Chronique de Mustapha Jmahri : Albert Bensoussan, un écrivain aux racines marocaines

De grands-parents marocains, originaires de Debdou (province de Taourirt au Maroc), Albert Bensoussan est né en 1935 en Algérie. Professeur agrégé d’espagnol, il enseigne à Alger jusqu’en 1961, puis à l’Université de Rennes-II de 1978 à 1995. Il fut successivement, professeur émérite, puis professeur honoraire des universités. Il anime encore des séminaires de traduction au Collège européen de traduction littéraire de Bruxelles depuis 1990 et fut membre fondateur de l’Association des traducteurs littéraires de France. Il est également traducteur attitré de Mario Vargas Llosa, son ami de plus de quarante ans, nobélisé en 2010.

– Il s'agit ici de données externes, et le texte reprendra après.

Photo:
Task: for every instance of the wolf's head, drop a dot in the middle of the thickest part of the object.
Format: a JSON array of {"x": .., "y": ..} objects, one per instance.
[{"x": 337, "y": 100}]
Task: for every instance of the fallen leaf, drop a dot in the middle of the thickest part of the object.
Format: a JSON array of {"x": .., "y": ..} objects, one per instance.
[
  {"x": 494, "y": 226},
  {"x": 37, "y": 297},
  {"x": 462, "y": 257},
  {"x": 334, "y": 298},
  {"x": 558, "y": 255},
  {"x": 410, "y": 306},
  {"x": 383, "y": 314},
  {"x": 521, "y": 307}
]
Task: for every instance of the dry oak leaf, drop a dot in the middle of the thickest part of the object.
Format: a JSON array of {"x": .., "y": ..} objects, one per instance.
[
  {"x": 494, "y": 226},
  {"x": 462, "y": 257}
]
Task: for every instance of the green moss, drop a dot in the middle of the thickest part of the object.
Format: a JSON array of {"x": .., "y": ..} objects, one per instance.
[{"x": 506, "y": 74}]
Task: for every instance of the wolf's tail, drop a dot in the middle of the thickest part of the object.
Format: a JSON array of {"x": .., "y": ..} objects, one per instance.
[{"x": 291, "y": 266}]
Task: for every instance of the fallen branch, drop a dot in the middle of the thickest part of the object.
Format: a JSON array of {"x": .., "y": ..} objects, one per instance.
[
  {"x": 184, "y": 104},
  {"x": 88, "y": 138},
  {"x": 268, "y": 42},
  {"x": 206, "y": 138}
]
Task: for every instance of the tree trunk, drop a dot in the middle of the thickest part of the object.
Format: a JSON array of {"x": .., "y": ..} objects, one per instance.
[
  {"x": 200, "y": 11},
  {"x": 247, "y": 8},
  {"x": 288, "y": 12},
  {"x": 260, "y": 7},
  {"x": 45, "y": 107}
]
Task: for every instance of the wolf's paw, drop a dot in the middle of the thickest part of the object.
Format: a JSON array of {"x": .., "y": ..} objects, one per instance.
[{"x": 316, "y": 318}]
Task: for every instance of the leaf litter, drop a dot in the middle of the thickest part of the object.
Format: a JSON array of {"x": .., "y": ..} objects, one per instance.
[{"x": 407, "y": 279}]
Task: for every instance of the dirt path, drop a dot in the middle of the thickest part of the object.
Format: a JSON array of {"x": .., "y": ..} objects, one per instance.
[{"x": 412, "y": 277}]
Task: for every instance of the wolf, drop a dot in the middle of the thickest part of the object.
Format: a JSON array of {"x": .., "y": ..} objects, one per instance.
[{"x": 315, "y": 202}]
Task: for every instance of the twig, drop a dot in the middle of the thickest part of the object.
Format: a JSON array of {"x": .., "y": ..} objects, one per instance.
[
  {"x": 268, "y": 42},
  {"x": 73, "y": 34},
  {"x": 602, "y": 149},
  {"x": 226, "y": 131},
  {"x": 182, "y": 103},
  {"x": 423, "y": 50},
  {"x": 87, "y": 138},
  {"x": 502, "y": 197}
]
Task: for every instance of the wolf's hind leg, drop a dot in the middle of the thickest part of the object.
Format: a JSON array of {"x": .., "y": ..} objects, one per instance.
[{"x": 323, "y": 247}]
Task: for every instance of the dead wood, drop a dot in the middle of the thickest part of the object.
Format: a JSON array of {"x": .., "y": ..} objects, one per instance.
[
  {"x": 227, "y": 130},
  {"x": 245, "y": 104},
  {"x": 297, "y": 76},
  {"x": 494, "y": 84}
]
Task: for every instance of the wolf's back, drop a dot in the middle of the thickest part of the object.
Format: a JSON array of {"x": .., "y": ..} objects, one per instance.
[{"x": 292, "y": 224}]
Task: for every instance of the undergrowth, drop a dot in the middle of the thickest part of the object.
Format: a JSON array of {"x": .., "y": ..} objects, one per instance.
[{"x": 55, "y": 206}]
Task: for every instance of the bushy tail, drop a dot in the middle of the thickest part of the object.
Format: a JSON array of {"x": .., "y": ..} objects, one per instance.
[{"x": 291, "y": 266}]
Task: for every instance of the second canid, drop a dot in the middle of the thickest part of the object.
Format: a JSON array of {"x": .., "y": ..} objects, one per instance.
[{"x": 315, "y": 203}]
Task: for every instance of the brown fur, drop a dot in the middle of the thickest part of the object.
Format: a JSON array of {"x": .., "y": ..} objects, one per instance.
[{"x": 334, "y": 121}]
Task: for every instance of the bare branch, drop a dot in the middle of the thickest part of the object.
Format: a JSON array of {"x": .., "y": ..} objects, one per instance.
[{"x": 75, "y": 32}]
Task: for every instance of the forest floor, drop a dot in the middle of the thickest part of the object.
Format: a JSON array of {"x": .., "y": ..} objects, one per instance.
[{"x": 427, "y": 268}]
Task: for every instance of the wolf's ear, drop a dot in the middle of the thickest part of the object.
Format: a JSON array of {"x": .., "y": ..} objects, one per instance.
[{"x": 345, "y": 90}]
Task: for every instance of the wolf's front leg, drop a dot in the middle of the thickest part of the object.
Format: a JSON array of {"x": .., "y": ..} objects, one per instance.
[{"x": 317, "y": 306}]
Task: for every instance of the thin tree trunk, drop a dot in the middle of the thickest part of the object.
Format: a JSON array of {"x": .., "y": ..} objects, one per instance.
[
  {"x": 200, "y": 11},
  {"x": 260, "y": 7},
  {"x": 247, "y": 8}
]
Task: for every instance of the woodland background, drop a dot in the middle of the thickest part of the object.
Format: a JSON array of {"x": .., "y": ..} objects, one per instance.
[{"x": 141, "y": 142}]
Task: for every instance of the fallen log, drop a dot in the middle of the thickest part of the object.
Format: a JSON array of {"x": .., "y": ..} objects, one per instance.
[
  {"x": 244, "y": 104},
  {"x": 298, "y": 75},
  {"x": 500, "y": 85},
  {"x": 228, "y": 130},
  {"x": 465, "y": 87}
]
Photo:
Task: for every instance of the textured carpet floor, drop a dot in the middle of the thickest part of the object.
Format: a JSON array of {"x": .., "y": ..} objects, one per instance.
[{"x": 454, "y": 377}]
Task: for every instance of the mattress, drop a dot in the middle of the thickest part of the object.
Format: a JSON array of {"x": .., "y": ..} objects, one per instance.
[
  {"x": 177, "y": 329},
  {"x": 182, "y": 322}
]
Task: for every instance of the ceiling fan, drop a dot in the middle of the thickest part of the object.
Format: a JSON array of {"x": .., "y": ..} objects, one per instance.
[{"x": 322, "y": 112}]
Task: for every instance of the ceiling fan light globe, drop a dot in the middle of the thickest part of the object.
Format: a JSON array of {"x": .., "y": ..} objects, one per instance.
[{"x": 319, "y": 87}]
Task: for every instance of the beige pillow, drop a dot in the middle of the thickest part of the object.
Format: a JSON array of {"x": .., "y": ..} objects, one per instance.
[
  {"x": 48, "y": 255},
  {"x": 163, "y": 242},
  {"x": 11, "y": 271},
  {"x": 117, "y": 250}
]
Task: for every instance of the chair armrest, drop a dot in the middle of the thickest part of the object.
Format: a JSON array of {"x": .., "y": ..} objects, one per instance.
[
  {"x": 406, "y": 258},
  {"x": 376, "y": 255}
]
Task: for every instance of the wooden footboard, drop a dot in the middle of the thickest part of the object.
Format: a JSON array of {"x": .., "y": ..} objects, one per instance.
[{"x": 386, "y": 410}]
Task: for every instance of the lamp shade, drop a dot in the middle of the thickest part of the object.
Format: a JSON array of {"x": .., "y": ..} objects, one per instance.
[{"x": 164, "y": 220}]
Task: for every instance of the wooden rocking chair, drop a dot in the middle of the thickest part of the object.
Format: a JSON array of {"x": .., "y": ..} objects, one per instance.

Albert Bensoussan a écrit plus de quarante ouvrages : essais, romans et traductions. Dans presque toute son œuvre, apparaît l’univers judéo-arabe soit en relief, soit en toile de fond (lire par exemple, L’Anneau, Dans la véranda ou La Tendre indifférence). Dans la plupart de son œuvre, il nous livre les clés de son enfance, dans une langue somptueuse qui mêle saveurs, couleurs et odeurs d’une ville, Alger la blanche, paradis à jamais perdu. Dans d’autres textes, à sa façon, il célèbre la gloire du Maroc et l’heureuse et millénaire coexistence des juifs et des musulmans sur son territoire.

J’ai connu Albert Bensoussan en France, la première fois, en 2018, quand j’ai assisté à l’une de ses conférences données dans le cadre des activités de l’Association des retraités de l’université de Rennes. Puis, la deuxième fois, dans des conditions un peu particulières. C’était en mars 2020. En visite à Rennes chez ma fille, je restai bloqué en Bretagne, pendant plus de quatre mois, à subir le confinement décrété en réponse à la propagation du Corona. J’ai alors sympathisé avec Albert qui, après avoir lu certains de mes ouvrages parus dans la série Les cahiers d’El Jadida, m’a écrit : « Tout ici est amitié et chaleur humaine. Et l’on voit bien quel beau pays fut et est le Maroc, patrie de mon grand-père paternel, qui vivait à Debdou, au XIXème siècle, et où mes parents, après leur mariage à Nedroma (Algérie) s’installèrent pour trois ans à Berkane au Maroc. C’est là que naquirent, en 1920 et 1922, mes deux frères aînés, donc Marocains de naissance. Je vous remercie de m’avoir fait partager votre travail ».

Albert Bensoussan, anime toujours des rencontres culturelles. Il est en outre collaborateur à divers périodiques culturels.